John Harris, August 27, 2017
THE PROBLEM:
The significant figures method attempts to give students an appreciation for errors and error propagation in calculations using very simple approximations. However, this method is so crude that it gives students a false sense of the errors in their calculations. The errors can be either much higher or much lower than the method predicts. These problems occur without relying on pathological examples. This is a fundamental issue and clearly we need a better approximation method to teach students.
Example 1: Suppose I calculate 0.52 + 0.52. By rules of significant figures for addition, this equals 1.04 as the final answer. Now suppose I calculate 0.52 x 2 where the 2 is a constant with infinite precision. From the rules of significant figures for multiplication, the final answer has to be rounded to 1.0 because there can only be two significant figures in the answer. Explain that one to our kids.
Example 2: Suppose you are told that edge of a cube is 2.0 cm with two significant figures and you ask your students to calculate the volume of the cube.

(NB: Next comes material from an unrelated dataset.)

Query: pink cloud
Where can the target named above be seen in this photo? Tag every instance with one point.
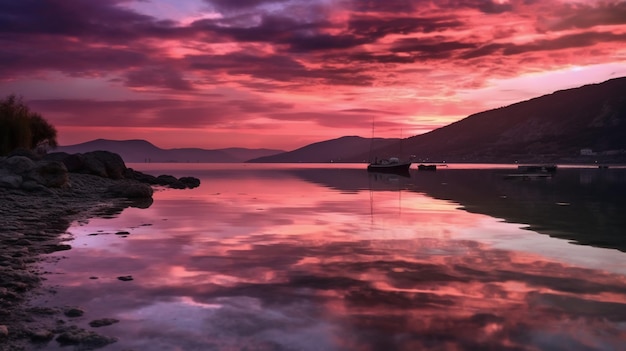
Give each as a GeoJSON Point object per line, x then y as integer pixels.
{"type": "Point", "coordinates": [349, 55]}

After two multiplications, the rules say the volume will is (2.0 cm)^3 = 8.0 cm^3 with two sig figs. So far so good.
However the two significant figures means that the actual edge length could really be anything from 1.95 cm to 2.05 cm (see note below)
so 1.95^3 = 7.414875
and 2.05^3 = 8.615125
In this problem, the teachers will tell you that you have two significant figures but you have far less in reality. Perhaps there is one significant figure in the results and we should write the answer as a single digit 8 cm^3 but 8 +- 0.5 doesn’t even include the full error range from 7.4 to 8.6. So perhaps there are no significant figures in this answer and it is not even clear how to write the answer down using significant figures. Remember that this calculation only used two multiplications and the significant figures method would fool students into thinking that this volume calculation is much more accurate than it really is.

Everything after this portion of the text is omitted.